TABLE 5 Effect of different media on spore germination
Figure BDA0002624677820000082
Figure BDA0002624677820000091
As can be seen from the data in Table 5, the spores required the shortest germination time in 1/8 sucrose-free medium, the germination time was 15 days, and the germination rate was 100%; spores required the longest germination time in MS liquid medium, 28 days. The optimal germination medium of pyrrosia petiolata is 1/8MS medium + agar 6 g/L.
Example 3
To investigate the effect of different media and sucrose concentrations on the proliferation of prothallium, the following steps were performed:
transferring the sheet-shaped prothallium in the optimal germination culture medium (the optimal germination culture medium is 1/8MS culture medium + agar 6 g/L.) in the example 2 to a proliferation culture medium for proliferation to obtain a prothallium group; specifically is provided withGroup 8 contains sucrose solutions of different concentrations and B5、1/2B56g of agar is added into each liter of culture medium of the proliferation culture medium combined by the culture medium, the pH value is 5.8, the culture temperature is 25 +/-2 ℃, the illumination intensity is 1000-1500lx under a daylight lamp light source, the illumination time is 12h/d, 5 bottles are inoculated in each treatment, the operation is repeated for 3 times, and the growth condition of the prothallium is observed and recorded after 30 days. Specific results are shown in table 6.

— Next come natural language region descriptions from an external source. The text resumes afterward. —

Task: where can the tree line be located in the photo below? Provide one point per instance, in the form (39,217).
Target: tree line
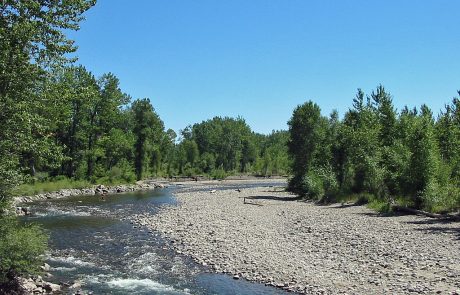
(59,121)
(409,157)
(91,129)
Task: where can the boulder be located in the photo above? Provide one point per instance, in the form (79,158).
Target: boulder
(50,287)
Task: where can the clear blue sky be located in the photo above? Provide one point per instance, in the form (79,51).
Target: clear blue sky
(260,59)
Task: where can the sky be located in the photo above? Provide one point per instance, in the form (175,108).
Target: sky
(259,59)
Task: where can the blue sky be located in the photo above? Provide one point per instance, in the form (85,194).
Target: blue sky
(260,59)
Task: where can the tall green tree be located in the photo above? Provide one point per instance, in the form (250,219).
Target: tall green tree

TABLE 6 Effect of different media and sucrose concentrations on Protozoa proliferation
Figure BDA0002624677820000092
Figure BDA0002624677820000101
As can be seen from the data in Table 6, 1/2B was added without sucrose5、B5In the culture medium, the growth situation of the prothallium is better, the color is bright green, but the growth speed is slow. Wherein, B5+30g·L-1The volume of the prothallium mass in the sucrose culture medium is larger, the growth speed is high, B5+30g·L-1The sucrose culture medium is the best culture medium for the proliferation of the prothallium.
Example 4
To investigate the effect of different light intensities on sporozoite induction, the following steps were performed:
placing vermiculite as culture medium in a high pressure steam sterilization pot at 121 deg.C for 30min, and oven drying the medium in an oven after sterilization. Before the seedling raising tray is used, a 5% sodium hypochlorite solution is used for surface disinfection, the sterilized matrix is filled in the seedling raising tray after the seedling raising tray is dried, the matrix is placed in the seedling raising tray and then compacted and leveled, and the whole tray is soaked in water until the surface of the matrix is wet. The proliferated prothallium mass (i.e., in B of example 3)5+30g·L-1A sucrose medium is a prothallium mass obtained by proliferating a prothallium) was taken out of a culture flask, the medium was washed with distilled water and transplanted into a substrate, the photoperiod was set at 12h/d, and the light intensity was set at 1000lx, 2000lx and 3000lx 3 for treatment.Spraying water once a day. Periodically observing the induction condition of the sporophyte, recording the initial time of the sporophyte formation and counting the induction rate. Sporulation time refers to the time from the mass of the original leaf until the appearance of the first true leaf. Specific results are shown in table 7.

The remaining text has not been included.